JustHTML is the only pure-Python HTML5 parser that passes 100% of the official html5lib test suite. This page explains how we verify and maintain that compliance.
The html5lib-tests repository is the gold standard for HTML5 parsing compliance. It’s used by browser vendors to verify their implementations against the WHATWG HTML5 specification.
Our checked-in test inputs contain:
The tests verify correct handling of:
<html>, <head>, and <body> are auto-inserted<table>)&), numeric (A), and edge cases<meta charset=...>, transport overrides (encoding=), and windows-1252 fallbackHere’s what a test case looks like (from tests1.dat):
#data
<b><p></b></i>
#errors
(1:9) Unexpected end tag </i>
#document
| <html>
| <head>
| <body>
| <b>
| <p>
| <b>
This tests the adoption agency algorithm - when </b> is encountered inside <p>, the browser doesn’t just close <b>. Instead, it splits the formatting across the block element boundary.

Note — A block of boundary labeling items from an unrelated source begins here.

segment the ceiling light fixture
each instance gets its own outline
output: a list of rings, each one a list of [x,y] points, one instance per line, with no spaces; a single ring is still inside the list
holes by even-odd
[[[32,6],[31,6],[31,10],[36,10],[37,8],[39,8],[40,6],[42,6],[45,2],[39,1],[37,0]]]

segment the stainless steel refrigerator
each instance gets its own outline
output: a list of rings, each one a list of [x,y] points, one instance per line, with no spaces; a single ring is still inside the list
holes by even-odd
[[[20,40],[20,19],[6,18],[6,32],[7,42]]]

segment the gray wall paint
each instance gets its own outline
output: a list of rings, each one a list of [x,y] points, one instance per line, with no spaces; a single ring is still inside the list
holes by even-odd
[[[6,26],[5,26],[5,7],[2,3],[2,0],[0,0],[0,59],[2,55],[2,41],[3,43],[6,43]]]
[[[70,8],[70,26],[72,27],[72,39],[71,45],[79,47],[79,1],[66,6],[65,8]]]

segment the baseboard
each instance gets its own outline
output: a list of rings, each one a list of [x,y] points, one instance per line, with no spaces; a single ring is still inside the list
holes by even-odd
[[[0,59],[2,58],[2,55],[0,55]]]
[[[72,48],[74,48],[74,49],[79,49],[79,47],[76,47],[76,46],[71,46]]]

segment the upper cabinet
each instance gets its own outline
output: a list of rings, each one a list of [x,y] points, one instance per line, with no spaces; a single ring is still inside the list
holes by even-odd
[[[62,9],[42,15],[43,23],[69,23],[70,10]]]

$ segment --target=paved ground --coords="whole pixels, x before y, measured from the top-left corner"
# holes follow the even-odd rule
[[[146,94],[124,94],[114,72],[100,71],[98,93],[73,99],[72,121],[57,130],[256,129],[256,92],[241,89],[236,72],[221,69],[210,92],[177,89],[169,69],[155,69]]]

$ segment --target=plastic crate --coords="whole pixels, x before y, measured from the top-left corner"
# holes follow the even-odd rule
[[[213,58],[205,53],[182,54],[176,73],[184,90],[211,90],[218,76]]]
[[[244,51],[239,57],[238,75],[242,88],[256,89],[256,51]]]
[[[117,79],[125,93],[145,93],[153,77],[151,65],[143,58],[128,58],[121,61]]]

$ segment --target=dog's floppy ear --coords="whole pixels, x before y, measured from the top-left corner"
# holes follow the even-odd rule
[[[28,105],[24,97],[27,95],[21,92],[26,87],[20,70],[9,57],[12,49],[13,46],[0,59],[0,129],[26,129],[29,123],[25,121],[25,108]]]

We run the same test suite against other Python parsers to compare compliance. The cross-parser snapshot below used the 1,743 cases available when it was recorded; the current JustHTML gate covers 1,791 enabled cases.
| Parser | Tests Passed | Compliance | Notes |
|---|---|---|---|
| JustHTML | 1743/1743 | 100% | Full spec compliance in this comparison snapshot; current gate: 1791/1791 |
| selectolax | 1743/1743 | 100% | C-based (Lexbor), fast and spec-compliant with dev html5test output API |
| markupever | 1545/1743 | 89% | Rust-based (html5ever), mostly correct |
| html5lib | 1496/1743 | 86% | Reference implementation, but incomplete |
| html5_parser | 862/1743 | 49% | C-based (Gumbo), fast but loses exposed tree information |
| BeautifulSoup | 6/1743 | <1% | Uses html.parser, not HTML5 compliant |
| html.parser | 6/1743 | <1% | Python stdlib, basic error recovery only |
| lxml | 5/1743 | <1% | XML-based, not HTML5 compliant |
Run python benchmarks/correctness.py to reproduce these results. The selectolax score requires its dev html5test output and fragment-context APIs. These scores were refreshed against html5lib-tests e446320.

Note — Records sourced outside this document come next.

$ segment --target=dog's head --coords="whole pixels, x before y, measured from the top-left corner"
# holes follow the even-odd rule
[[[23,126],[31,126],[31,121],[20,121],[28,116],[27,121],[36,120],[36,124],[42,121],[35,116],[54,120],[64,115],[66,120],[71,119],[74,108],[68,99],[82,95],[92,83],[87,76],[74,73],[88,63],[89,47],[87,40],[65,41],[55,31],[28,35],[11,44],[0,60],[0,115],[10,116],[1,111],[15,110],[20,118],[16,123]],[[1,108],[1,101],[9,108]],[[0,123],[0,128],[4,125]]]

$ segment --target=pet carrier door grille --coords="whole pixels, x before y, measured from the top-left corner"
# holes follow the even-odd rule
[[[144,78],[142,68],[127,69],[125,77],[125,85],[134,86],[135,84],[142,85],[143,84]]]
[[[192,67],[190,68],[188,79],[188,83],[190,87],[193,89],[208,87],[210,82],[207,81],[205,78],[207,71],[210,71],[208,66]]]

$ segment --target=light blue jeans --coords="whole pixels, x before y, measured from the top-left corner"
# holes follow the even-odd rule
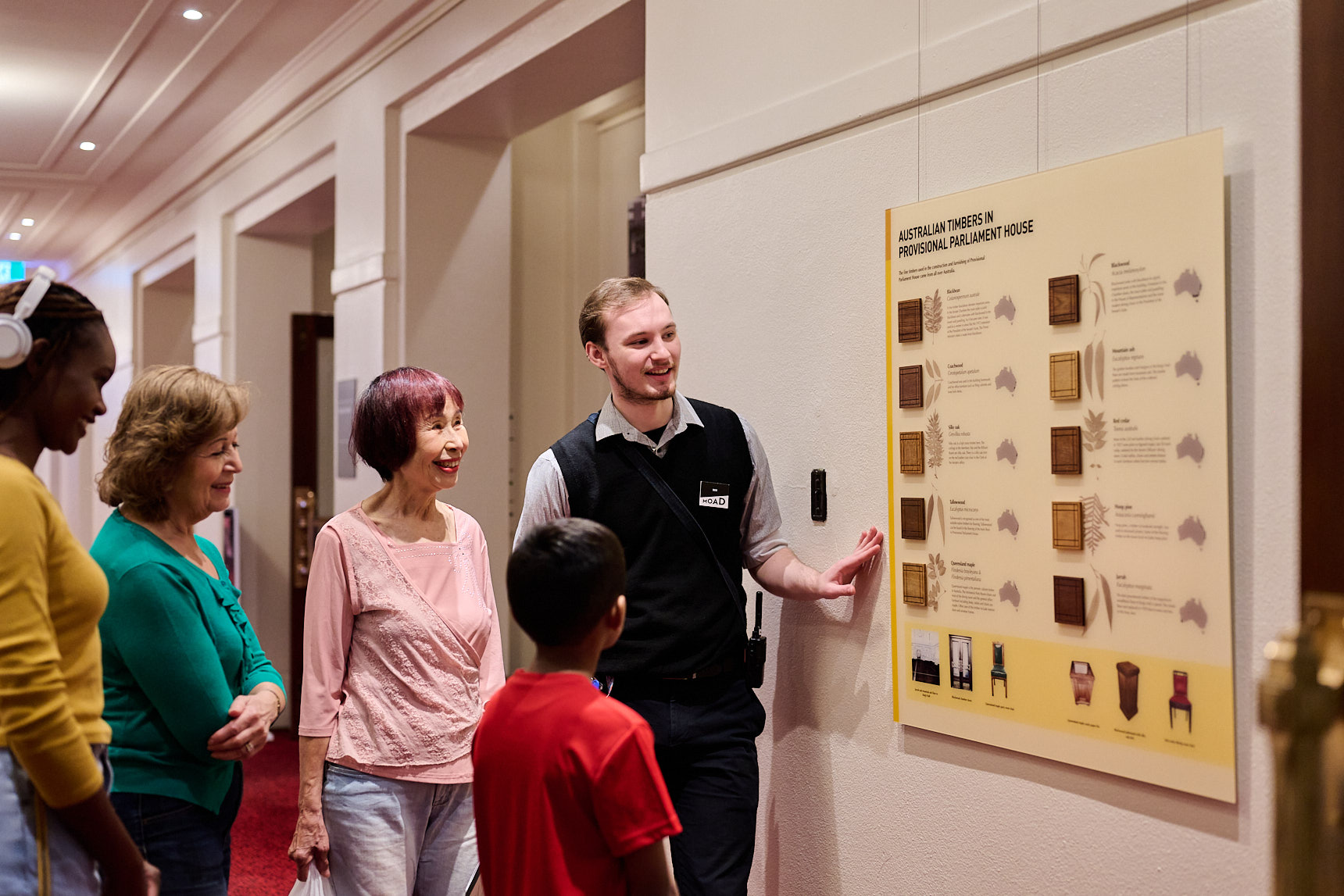
[[[103,790],[112,782],[108,748],[94,747],[102,766]],[[98,896],[98,866],[56,814],[40,805],[28,772],[0,747],[0,896],[38,893],[38,865],[48,868],[54,896]]]
[[[323,821],[336,896],[465,896],[480,866],[472,785],[327,763]]]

These numbers come from a strict tree comparison against the expected output in the html5lib-tests tree-construction fixtures (excluding #script-on / #script-off cases). Unsupported parser capabilities count as failures for this compliance table. The numbers will not match the html5lib project’s own reported totals, because html5lib runs the suite in multiple configurations and also has its own skip/xfail lists.
We run the complete html5lib test suite on every commit:
python run_tests.py
To run only a single suite (useful for faster iteration), use --suite:
python run_tests.py --suite tree
python run_tests.py --suite justhtml
python run_tests.py --suite serializer
python run_tests.py --suite encoding
python run_tests.py --suite unit
Output:
PASSED: 3464/3464 passed (100.0%)
There are also 6 expected skips, including scripted (#script-on) cases that
require JavaScript execution during parsing.

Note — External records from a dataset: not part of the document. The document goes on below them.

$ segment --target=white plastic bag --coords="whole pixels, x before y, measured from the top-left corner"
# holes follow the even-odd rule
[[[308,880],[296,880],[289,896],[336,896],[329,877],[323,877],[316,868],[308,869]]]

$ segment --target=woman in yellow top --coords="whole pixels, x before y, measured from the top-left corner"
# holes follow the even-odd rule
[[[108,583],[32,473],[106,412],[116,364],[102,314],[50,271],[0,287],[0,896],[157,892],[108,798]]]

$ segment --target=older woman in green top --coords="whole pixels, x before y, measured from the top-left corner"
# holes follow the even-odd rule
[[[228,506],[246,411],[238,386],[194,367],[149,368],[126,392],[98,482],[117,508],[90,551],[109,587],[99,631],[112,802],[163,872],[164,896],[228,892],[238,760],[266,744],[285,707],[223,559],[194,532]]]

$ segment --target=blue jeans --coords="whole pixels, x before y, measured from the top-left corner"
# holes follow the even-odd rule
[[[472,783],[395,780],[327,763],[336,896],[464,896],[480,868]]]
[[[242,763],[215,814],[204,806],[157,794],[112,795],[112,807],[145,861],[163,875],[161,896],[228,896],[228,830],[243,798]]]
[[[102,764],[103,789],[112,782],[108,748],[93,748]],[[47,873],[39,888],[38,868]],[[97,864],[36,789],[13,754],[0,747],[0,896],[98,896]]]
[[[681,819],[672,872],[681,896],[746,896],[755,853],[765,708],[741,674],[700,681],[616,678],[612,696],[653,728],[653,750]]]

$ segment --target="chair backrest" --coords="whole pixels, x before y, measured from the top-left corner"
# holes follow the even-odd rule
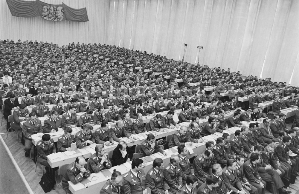
[[[169,143],[169,141],[170,141],[170,140],[172,138],[173,136],[173,135],[169,135],[166,136],[166,142],[167,142],[167,144]]]
[[[138,153],[134,153],[133,154],[133,157],[132,157],[132,160],[133,159],[136,158],[139,158],[140,157],[140,155]]]
[[[147,123],[145,124],[145,129],[147,130],[150,129],[149,129],[149,126],[150,126],[150,123]]]
[[[135,148],[135,153],[139,153],[139,150],[140,150],[140,147],[141,147],[141,144],[139,144],[136,146]]]
[[[8,122],[11,124],[13,121],[13,115],[10,115],[9,116],[7,119],[8,119]]]
[[[69,164],[67,164],[59,167],[58,169],[58,175],[59,176],[62,176],[65,174]]]
[[[108,153],[108,157],[110,159],[110,161],[112,159],[112,155],[113,154],[113,150],[110,150]]]

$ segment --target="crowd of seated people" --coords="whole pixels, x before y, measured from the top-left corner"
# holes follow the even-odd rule
[[[142,68],[135,69],[139,67]],[[64,131],[57,144],[44,135],[37,145],[38,161],[47,167],[53,176],[56,169],[47,165],[47,155],[71,151],[73,143],[78,148],[99,144],[86,164],[78,158],[70,166],[72,170],[77,168],[78,174],[80,167],[86,166],[82,174],[75,176],[82,178],[83,174],[87,176],[90,172],[130,161],[132,149],[120,138],[126,137],[134,142],[133,134],[178,127],[173,118],[177,110],[180,112],[178,123],[190,123],[181,127],[167,145],[178,146],[179,155],[172,156],[165,167],[163,160],[155,160],[147,174],[140,166],[143,161],[135,160],[130,175],[124,177],[123,188],[119,189],[128,193],[139,193],[141,190],[142,193],[146,189],[148,193],[167,191],[174,193],[180,190],[191,193],[196,189],[200,193],[216,191],[224,193],[230,190],[237,193],[264,193],[267,183],[271,185],[273,193],[286,193],[289,192],[282,188],[283,185],[292,182],[292,176],[298,175],[299,159],[289,158],[287,153],[290,150],[299,153],[299,128],[288,127],[286,115],[280,111],[298,106],[298,87],[289,89],[286,83],[273,82],[270,78],[262,80],[249,76],[243,80],[239,72],[231,72],[229,69],[226,71],[205,65],[191,68],[165,56],[95,44],[73,43],[59,47],[36,41],[0,40],[0,103],[2,105],[2,99],[6,98],[3,112],[7,129],[22,130],[25,156],[29,156],[33,145],[31,135]],[[161,73],[155,75],[157,73]],[[169,78],[165,78],[166,76]],[[182,85],[176,79],[182,80]],[[192,87],[190,83],[198,84]],[[204,91],[208,86],[215,88],[209,95]],[[220,95],[227,92],[227,96]],[[249,97],[248,107],[237,100],[243,96]],[[169,101],[167,104],[165,100]],[[258,106],[269,101],[273,101],[271,110],[276,113],[272,120],[266,117],[267,112]],[[50,111],[51,104],[54,106]],[[199,108],[195,110],[194,107]],[[167,114],[160,114],[165,111]],[[232,111],[231,116],[226,119],[225,113]],[[77,118],[80,113],[84,114]],[[7,118],[12,114],[13,121],[10,123]],[[144,116],[153,116],[146,126]],[[48,117],[43,126],[38,118],[42,117]],[[199,123],[201,118],[208,119],[202,127]],[[240,122],[252,121],[257,122],[249,127]],[[115,124],[110,127],[108,122]],[[95,124],[100,127],[91,133]],[[77,127],[82,130],[71,135],[72,128]],[[233,127],[242,129],[231,138],[223,130]],[[216,132],[222,133],[222,137],[215,145],[207,142],[204,153],[198,153],[201,154],[190,163],[184,146],[202,142],[202,137]],[[155,136],[150,135],[141,144],[141,155],[157,152],[167,155]],[[119,144],[110,161],[103,146],[115,141]],[[225,169],[223,172],[221,168]],[[119,181],[119,173],[115,173],[107,183],[114,186],[113,189],[118,189],[115,183]],[[157,173],[164,181],[153,178]],[[235,174],[232,181],[231,174]],[[138,187],[132,185],[130,179],[139,174],[146,181],[137,180]],[[65,180],[70,180],[69,175],[65,175]],[[67,183],[63,186],[68,192]],[[110,193],[104,190],[110,188],[104,186],[100,193]]]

Per-file results are also written to test-summary.txt, with suite prefixes like html5lib-tests-tree/..., html5lib-tests-serializer/..., html5lib-tests-encoding/..., and justhtml-tests/....
The encoding coverage comes from both:
html5lib-tests/encoding fixtures (exposed in this repo as tests/html5lib-tests-encoding/...).tests/test_encoding.py) which exercise byte input, encoding label normalization, BOM handling, and meta charset prescanning.The test suite enforces 100% combined line and branch coverage, including the parser engine:
coverage run run_tests.py && coverage report --fail-under=100
The parser engine is additionally checked behaviorally:
PYTHONPATH=src python benchmarks/html5lib_engine_diff.py \
--fail-under-rate 1.0 \
--fail-on-current-exceptions
This requires exact agreement with the reference parser path across every scored html5lib tree-construction case.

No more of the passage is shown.